Matthew Poultney frowns.  “I’m sorry.  Exactly where are we?  So Crabtree cuckolded your father nearly thirty years ago.  If that’s your final clue, your story doesn’t amount to much.  It certainly doesn’t render Crabtree unfit for power.  In fact, having a famous footballer as his bastard son rather adds to his image, don’t you think?  Where’s the story, Chas?”

I grin at him.  “Did I say that was the last clue?  It was not.”   I cross to the bar and press the intercom button.  “Can you come up please, sweetheart?”

The voice at the other end sing-songs, “Just a minute!”

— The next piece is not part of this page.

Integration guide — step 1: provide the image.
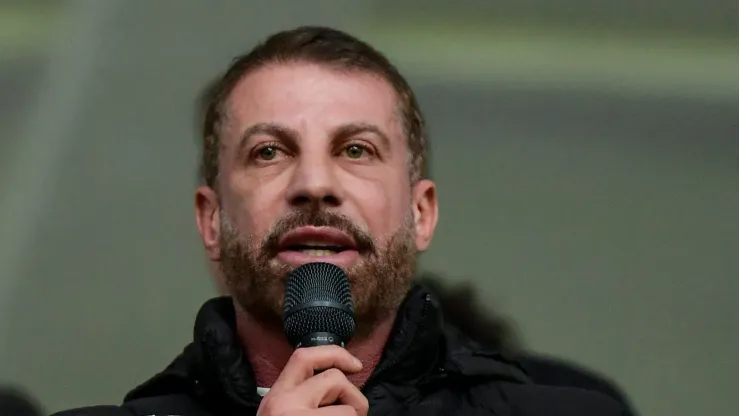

“You didn’t tell me you had a partner!”  Poultney exclaims.

“Matthew, you’re the newspaperman, you’re supposed to know these things!  We’d best wait; she gets annoyed if she is left out of the loop.  Another drink?”

As I refill his glass I draw my guest back to the window, which gives him a view of the river at twilight, one of my own favorite moods.  “You’ll be selling all this, then?”  He says.

I answer him reflectively:  “No – as I said, I like it here, my partner does too.  We’ll be in the States a while, but I’m still under contract to Torley.   The official version of my status is ‘on loan’ while I’m in LA.  The directors at Torley have identified a number of opportunities over there – they see the Millennium year as one for new ventures – so I may not return for a season, but I will come back.”

“Is that your boat?   How strange!  I expected something more of a statement.”

“Acres of white fiberglass and decks ripe for partying?  We prefer a boat to sail in.  We’ve an ambition to take her down to the Mediterranean; maybe next year, if we get more time.”

“You and your partner?   Where is she, by the way?”

“Behind you,” Nel says.

Matthew turns, a spontaneous word of apology on his lips, but his eyes take in Nel’s condition and it changes to a startled “Oh!”  which he quickly recovers.  “I’m sorry, I didn’t realise…”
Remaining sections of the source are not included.